Cinan begutachtete hingebungsvoll die Motivstickerei auf ihrem Pullover. »Sie mögen Krokodile, Mademoiselle?«
Nicole seufzte; Old Sam fiel ihr ein, der Alligator, der in der Nähe von Tendyke’s Home in Florida herumstrolchte, mit der Bevölkerung gut Freund war und sich füttern ließ -zuweilen erkletterte er auch mal ein offenes Cabrio und sonnte sich darin, sehr zum Entsetzen der ahnungslosen Touristen, die den Wagen frisch in Miami gemietet hatten und befürchteten, Old Sam werde sie verspeisen, sobald sie dem Wagen näher kamen. Als habe der alte Alligator einen Vertrag mit den Wirten, pflegte er diese Art der tierischen Unterhaltungskunst vorzugsweise in der Nähe von Lokalen, in die die entsetzten Fremden flüchteten und natürlich auch ein bißchen tranken und aßen, bis Old Sam geruhte, seinen Platz wieder zu räumen.

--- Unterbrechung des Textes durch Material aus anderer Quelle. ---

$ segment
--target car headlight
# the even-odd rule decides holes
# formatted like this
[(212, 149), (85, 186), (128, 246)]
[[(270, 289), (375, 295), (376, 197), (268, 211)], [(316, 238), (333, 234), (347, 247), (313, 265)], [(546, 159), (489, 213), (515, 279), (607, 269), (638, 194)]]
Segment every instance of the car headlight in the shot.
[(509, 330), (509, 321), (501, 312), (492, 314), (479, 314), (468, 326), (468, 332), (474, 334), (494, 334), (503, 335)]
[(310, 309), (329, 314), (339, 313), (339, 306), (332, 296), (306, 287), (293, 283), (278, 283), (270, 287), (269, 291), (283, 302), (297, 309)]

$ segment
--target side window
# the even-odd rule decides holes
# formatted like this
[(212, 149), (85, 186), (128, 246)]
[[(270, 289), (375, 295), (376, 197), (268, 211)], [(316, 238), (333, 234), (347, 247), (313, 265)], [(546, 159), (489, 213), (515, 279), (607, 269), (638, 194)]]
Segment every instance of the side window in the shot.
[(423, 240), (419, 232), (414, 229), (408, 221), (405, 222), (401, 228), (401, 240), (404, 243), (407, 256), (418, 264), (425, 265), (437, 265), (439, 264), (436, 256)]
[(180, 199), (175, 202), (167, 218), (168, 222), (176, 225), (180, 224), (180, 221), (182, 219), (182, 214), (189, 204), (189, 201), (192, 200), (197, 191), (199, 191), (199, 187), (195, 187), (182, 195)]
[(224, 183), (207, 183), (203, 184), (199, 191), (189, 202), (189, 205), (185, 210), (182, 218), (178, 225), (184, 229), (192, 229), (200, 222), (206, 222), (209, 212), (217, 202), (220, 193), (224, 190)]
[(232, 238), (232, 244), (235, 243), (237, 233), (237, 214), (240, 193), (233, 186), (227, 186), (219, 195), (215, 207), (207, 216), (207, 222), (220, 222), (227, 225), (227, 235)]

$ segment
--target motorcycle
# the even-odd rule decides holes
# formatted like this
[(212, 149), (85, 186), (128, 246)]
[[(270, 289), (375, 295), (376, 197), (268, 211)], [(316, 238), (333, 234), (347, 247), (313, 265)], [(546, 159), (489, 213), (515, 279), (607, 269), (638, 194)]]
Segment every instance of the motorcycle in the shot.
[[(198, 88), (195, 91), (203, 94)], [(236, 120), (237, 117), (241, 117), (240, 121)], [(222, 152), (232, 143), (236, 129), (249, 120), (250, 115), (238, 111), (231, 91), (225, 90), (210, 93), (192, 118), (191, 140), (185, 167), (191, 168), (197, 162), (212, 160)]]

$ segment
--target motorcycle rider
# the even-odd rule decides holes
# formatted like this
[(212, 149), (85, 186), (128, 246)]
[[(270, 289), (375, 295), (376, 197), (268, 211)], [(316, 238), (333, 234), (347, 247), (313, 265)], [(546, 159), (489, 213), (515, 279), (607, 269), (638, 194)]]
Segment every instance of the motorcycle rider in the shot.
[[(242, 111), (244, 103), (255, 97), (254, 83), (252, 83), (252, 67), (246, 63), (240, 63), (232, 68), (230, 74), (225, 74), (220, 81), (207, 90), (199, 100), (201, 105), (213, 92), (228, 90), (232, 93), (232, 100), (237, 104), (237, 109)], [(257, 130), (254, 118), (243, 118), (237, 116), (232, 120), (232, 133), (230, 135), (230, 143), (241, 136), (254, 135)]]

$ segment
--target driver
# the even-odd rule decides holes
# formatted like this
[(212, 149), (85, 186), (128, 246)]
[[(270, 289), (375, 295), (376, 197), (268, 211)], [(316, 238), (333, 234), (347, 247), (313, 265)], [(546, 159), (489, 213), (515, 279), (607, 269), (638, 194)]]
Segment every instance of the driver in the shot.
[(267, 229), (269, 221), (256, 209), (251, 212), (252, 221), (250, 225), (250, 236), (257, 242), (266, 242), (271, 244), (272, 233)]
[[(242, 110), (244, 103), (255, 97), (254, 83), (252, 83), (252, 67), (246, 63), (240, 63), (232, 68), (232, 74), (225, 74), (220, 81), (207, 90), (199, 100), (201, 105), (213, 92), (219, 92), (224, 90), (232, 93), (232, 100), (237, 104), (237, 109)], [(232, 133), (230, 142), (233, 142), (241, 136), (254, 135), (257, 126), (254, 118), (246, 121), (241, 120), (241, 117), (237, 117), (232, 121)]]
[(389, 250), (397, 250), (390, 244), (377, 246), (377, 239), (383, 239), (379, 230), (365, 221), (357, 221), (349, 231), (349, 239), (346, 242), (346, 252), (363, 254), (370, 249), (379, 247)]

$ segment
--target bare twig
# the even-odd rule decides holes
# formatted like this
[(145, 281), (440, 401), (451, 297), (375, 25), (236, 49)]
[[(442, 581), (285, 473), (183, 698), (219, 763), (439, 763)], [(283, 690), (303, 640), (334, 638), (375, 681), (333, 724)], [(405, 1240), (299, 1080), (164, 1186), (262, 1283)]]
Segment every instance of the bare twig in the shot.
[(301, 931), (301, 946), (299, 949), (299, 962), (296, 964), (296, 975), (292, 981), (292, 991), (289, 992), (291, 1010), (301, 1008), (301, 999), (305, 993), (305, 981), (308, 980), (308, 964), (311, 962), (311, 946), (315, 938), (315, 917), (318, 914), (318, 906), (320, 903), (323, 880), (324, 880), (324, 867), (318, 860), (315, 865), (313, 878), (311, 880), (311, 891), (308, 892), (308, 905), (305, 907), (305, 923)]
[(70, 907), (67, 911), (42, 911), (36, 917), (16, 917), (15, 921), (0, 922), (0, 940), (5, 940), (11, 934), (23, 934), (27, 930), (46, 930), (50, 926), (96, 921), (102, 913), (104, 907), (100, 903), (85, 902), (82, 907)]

Allerdings war der steinalte, über acht Meter lange Bursche auch eine Ausnahme. Andere Alligatoren waren weitaus weniger menschenfreundlich. Indessen wagten sie sich auch nur in den seltensten Fällen in die Nähe menschlicher Behausungen. Die schuppigen Relikte der Urzeit hatten sehr wohl gelernt, daß großkalibrige Gewehre tödlich waren…
»Manchmal schon«, sagte Nicole. »Aber nur, wenn die Krokos mich ihrerseits nicht zum Fressen gern haben.«
»Sie kennen sich also mit diesen Reptilien aus?« hakte Cinan ernsthaft nach. Nicole runzelte die Stirn. »Eigentlich nicht so sehr. Warum?«
»Wir haben da ein Problem«, stellte Cinan tiefsinnig fest; Hervé holte tief Luft.